En los últimos años de su vida, en los que sus hitos fueron cayendo en el olvido —a Franco no le interesaba presumir de un republicano, por mucho que hubiese asombrado a todo el mundo con sus avances y descubrimientos—, siguió ligado a la Segunda República: fue ministro en el exilio y presidente entre 1960 y 1962. Emilio Herrera murió en Ginebra en 1967 a la edad de 88 años.
Como anécdota curiosa, el aviador republicano Antonio García Borrajo desveló en una ocasión que la NASA trató de reclutar a Herrera para contar con sus servicios en la carrera contra los soviéticos por llegar a la Luna.
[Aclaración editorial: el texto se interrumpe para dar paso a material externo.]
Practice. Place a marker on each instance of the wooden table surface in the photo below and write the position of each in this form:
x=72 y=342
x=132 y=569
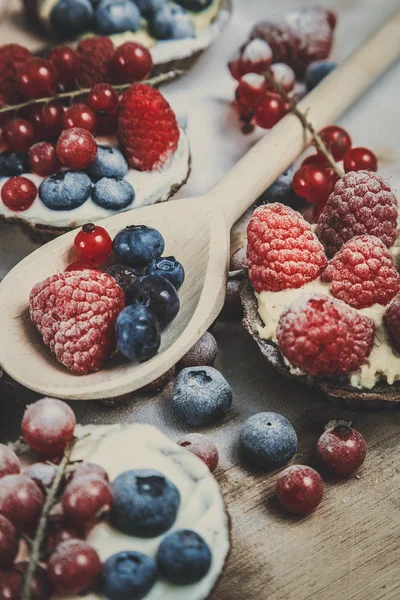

Pero dijo no por un curioso motivo: "Cuando los norteamericanos le ofrecieron a Herrera trabajar para su programa espacial con un cheque sin limitaciones en ceros, él pidió que una bandera española ondeara en la Luna, pero le dijeron que sólo ondearía la de Estados Unidos". Quizá si hubiera visto la rojigualda flotar en el espacio, Franco hubiera cambiado de opinión sobre uno de los grandes científicos de nuestro país.